If I wanted to return the second element in the string including all surrogates, [à̲], how would I do that? I know I would need to do some sort of testing of the individual bytes. I ran some tests using the routine
function GetFirstCodepointSize(const S: UTF8String): Integer;
referenced in this SO Question.
but got some unusual results, eg, here are some length and sizes of some different codepoints. Below is a snippet of how I generated these tables.
...
UTFCRUDResultStrings.add('INPUT: '+#9#9+ DATA +#9#9+ 'GetFirstCodePointSize = ' +intToStr(GetFirstCodepointSize(DATA))
+#9#9+ 'Length =' + intToStr(length(DATA)));
...
First Set: This makes sense to me, each code point size is doubled, but these are one character each and Delphi gives me the length as just 1, perfect.
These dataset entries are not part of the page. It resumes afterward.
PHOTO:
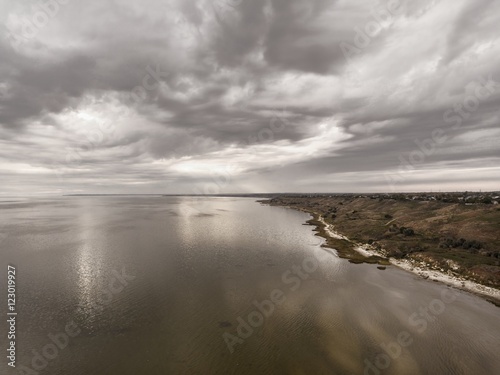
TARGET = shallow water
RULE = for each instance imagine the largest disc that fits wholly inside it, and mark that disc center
(191, 270)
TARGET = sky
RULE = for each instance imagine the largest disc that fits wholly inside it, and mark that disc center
(248, 96)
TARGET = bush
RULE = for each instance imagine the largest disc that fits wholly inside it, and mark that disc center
(406, 231)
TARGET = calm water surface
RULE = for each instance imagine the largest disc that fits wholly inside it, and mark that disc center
(160, 285)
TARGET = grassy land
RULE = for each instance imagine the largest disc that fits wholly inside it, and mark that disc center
(460, 239)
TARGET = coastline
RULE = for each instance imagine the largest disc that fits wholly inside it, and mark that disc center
(420, 269)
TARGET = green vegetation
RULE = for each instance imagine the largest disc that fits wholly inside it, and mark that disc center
(456, 233)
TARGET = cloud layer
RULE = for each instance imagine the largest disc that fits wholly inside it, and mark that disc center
(201, 96)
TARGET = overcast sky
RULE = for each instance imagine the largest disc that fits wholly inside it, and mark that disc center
(220, 96)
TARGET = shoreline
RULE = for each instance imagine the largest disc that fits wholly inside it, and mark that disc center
(419, 269)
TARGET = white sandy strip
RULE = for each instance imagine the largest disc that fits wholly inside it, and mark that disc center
(458, 282)
(455, 281)
(332, 232)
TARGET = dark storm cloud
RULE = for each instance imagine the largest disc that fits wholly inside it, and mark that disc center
(137, 94)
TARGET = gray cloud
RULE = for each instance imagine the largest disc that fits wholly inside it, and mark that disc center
(180, 95)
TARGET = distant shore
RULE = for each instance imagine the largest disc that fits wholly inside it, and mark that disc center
(361, 252)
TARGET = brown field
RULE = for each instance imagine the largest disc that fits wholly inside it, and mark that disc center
(459, 239)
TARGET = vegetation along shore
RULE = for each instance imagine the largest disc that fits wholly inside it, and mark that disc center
(452, 237)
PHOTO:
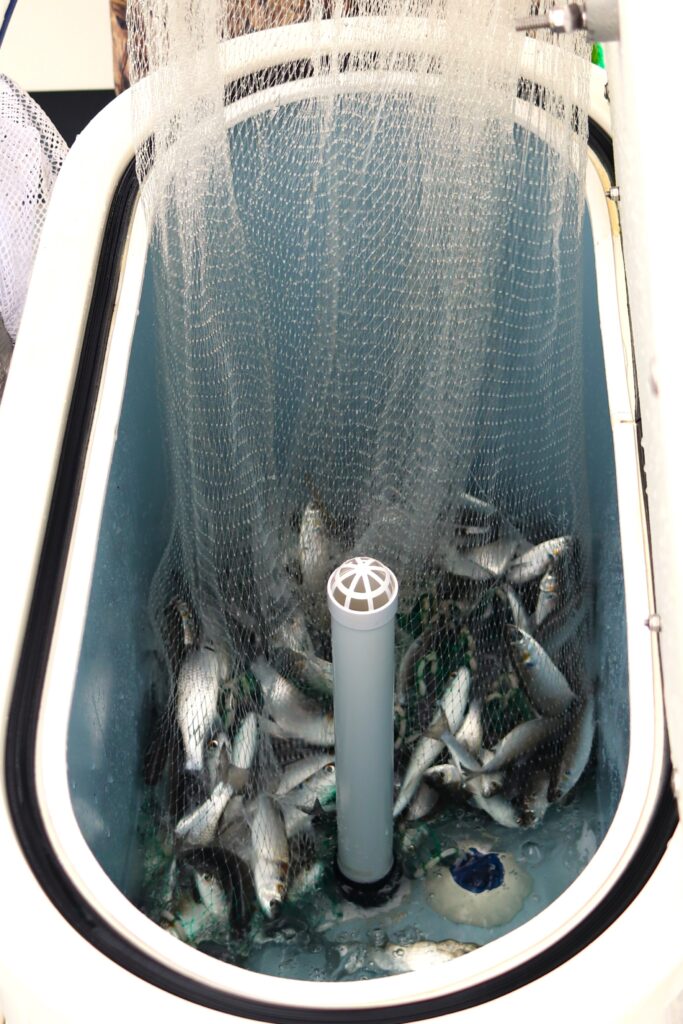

INPUT: ď GetFirstCodePointSize = 2 Length =1
INPUT: ơ GetFirstCodePointSize = 2 Length =1
INPUT: ǥ GetFirstCodePointSize = 2 Length =1
Second set: It initially looks to me like the lengths and code points are reversed? I am guessing the reason for this is that the characters + surrogates are being treated individually, hence the first codepoint size is for the 'H', which is 1, but the length is returning the lengths of 'H' plus '^'.
INPUT: Ĥ GetFirstCodePointSize = 1 Length =2
INPUT: à̲ GetFirstCodePointSize = 1 Length =3
INPUT: V̂ GetFirstCodePointSize = 1 Length =2
INPUT: e GetFirstCodePointSize = 1 Length =1
Some additional tests...
INPUT: ¼ GetFirstCodePointSize = 2 Length =1
INPUT: ₧ GetFirstCodePointSize = 3 Length =1
INPUT: GetFirstCodePointSize = 4 Length =2
INPUT: ß GetFirstCodePointSize = 2 Length =1
INPUT: GetFirstCodePointSize = 4 Length =2
Is there a reliable way in Delphi to determine where an element in a Unicode String starts and ends?
I know my terminology using the word element may be off, but I don't think codepoint and character are right either, particularly given that one element may have a codepoint size of 3, but have a length of only one.